Acid phosphatases are enzymes widespread in nature that hydrolyze phosphomonoesters at pH 5,0; this reaction yields alcohol and inorganic phosphate. Comparison of bovine, alpaca and porcine liver phosphatases kcat/Km values suggests these enzymes have a high affinity for p nitrophenyl phosphate substrate. Products that are released during acid phosphatase catalysis show that phenol or p nitrophenol behave as non competitive inhibitors, whereas inorganic phosphate shows competitive inhibition.
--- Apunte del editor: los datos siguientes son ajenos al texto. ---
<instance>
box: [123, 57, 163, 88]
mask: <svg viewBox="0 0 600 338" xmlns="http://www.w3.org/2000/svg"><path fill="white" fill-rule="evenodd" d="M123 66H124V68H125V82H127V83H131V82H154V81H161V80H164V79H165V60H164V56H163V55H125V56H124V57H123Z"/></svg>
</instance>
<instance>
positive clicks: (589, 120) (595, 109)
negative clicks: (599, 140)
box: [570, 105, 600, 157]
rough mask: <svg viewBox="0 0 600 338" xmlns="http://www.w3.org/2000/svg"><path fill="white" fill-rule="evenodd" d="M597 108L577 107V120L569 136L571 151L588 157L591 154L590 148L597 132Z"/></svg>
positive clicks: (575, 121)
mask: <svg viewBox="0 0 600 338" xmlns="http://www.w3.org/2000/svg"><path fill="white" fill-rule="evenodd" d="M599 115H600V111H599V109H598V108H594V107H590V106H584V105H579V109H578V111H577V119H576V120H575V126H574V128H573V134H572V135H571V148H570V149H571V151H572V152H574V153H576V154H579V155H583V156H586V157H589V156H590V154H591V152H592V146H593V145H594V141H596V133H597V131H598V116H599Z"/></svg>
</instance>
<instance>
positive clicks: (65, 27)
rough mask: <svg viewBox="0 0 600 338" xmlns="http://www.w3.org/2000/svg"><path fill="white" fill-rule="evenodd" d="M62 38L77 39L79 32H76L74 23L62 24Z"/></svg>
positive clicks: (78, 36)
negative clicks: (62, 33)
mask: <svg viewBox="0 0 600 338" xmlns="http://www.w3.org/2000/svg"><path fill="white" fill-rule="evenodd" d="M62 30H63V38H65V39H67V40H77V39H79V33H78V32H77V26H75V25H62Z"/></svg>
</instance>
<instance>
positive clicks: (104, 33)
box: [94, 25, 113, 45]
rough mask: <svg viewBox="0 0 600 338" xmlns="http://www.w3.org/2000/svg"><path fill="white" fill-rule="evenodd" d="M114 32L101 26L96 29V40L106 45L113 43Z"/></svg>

Different nucleophiles more efficient than water have been used, such as methanol, ethanol and glycerol, showing the probable formation of a covalent complex in the catalytic sequence. Modifications produced in Km and Vmax values as well as in the reaction released products suggest the development of an enzyme-phosphate complex. pH affects acid phosphatases Km and Vmax values. Behavioral analysis of these enzymes at 3,8 to 6,8 pH range suggests the location of a pKa 6,0 aminoacid residue in the active site. The use of a diethylpyrocarbonate compound which selectively reacts with protein histidine residues completely inhibits this kind of phosphatases. Also, multiple inhibition kinetic survey performed in presence of inorganic phosphate and diethylpyrocarbonate allows a Ki value calculation equal to that obtained in other experimental conditions. In this respect, low molecular weight acid phosphatases would catalyze reactions through a uni biordered model, forming an intermediate covalent complex; histidine residues would directly participate in the catalysis.